Saturday, November 22, 2008

Fold in Your Mirrors and Pray


A three-day weekend, which we'll be spending partly down at Akiya, partly up in Hodaka, at the foot of the Northern Alps, where M's parents have retired after building their own place. We've got to go to Akiya and start going through things that can be saved and stuff that will have to go. By February or March they'll start tearing down the pre-fab structure where the obaasan, our landlady, lived next door. It's part of the property, an unremarkable place, and pretty ugly, but it will be even hard to see that go.

Three years ago, when Akakura-san was 94, she finally allowed her sons to talk her out of living alone and moving into a home. When we heard that, our first thought was, "Why?" She was still getting around, even putting make-up on every day to go down to the bus stop and take an hour roundtrip ride to do some grocery shopping. Our second thought was, "Well, that's the end of our weekends at the beach." We were sure that her sons, who she told us were not at all interested in the property, would want to sell it, and we knew that market prices were way beyond our reach.

But thanks to her, they were pretty much told to try to sell it to us at what we could afford, and we ended up doing the buy directly, even dodging the need for a real estate agent.

The prefab house is basically two rooms and a kitchen and bath. But it's got steel beams in its structure that will have to be struggled with. The one drawback of the property is a very narrow driveway. I mean, "fold in your mirrors and pray" narrow, so it's going to be hard to get much bigger equipment than the smallest back hoe into the space. That means destruction by hand, and loading and unloading trucks parked in the street, and that's also added cost to the whole operation.

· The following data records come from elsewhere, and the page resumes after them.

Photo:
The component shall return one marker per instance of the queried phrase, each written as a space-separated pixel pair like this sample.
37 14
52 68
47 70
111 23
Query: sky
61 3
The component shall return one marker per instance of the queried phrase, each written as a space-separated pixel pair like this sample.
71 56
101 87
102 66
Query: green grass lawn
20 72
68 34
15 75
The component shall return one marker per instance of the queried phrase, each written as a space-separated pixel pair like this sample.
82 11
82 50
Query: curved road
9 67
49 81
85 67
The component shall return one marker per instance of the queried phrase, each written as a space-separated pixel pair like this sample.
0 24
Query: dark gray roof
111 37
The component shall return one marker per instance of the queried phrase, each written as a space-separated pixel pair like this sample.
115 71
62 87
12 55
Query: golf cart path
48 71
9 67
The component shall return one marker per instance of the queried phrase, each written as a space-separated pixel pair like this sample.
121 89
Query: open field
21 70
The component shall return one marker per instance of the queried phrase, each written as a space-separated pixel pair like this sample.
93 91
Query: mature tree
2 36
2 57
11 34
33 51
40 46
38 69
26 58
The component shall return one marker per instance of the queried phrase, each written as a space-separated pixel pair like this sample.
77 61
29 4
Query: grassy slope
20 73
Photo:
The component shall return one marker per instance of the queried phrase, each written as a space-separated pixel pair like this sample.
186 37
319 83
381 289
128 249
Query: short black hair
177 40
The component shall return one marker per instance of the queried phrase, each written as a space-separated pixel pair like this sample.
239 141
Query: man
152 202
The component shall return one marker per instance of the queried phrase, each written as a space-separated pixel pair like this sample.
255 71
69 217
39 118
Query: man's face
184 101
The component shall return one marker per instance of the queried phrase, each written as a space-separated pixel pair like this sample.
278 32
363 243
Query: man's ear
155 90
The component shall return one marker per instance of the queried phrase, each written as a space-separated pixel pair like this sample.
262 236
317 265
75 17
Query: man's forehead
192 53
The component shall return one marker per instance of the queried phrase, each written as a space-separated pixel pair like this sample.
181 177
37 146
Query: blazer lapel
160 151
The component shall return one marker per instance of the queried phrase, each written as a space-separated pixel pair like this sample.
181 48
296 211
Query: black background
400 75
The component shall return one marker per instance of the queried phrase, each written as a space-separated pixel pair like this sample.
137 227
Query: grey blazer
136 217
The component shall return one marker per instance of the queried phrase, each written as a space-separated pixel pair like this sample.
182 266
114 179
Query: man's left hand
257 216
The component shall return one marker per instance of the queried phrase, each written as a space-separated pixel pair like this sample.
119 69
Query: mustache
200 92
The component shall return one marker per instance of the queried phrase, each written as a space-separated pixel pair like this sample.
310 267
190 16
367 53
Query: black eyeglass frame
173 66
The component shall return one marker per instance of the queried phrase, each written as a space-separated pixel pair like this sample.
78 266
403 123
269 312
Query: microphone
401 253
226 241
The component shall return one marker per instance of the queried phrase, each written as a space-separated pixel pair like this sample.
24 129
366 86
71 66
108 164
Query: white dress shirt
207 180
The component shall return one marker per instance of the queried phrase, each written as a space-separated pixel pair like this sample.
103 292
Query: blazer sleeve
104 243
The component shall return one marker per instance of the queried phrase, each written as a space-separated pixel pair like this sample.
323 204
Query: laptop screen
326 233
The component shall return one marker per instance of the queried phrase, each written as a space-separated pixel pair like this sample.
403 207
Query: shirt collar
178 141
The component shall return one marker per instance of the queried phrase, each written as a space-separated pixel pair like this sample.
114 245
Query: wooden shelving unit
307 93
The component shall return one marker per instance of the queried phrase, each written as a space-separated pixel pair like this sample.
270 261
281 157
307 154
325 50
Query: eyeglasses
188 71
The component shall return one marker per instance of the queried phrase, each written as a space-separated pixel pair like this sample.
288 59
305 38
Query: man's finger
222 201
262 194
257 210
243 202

We'll drive up to Hotaka tonight, after the Akiya chores. It's going to be cold, I'm sure, but the wood stove keeps the big house comfortable, and I'm going to try to get M's dad to give me tips on how to keep a wood stove operation affordable, since we're going that route in Akiya as well. He gets a lot of his wood from the apple orchards that surround his place, and the winters there are so cold that the wood stacks run almost all the way around the house. But it's a beautiful place, built in a kind of Nagano style, with 10-meter ceilings and dark beams everywhere. Hearing about their experience building it did get us thinking of doing something similar.

1 comment:

Unknown said...

"Sell it to them for what they can afford."

Only in Japan. That is such a cool story.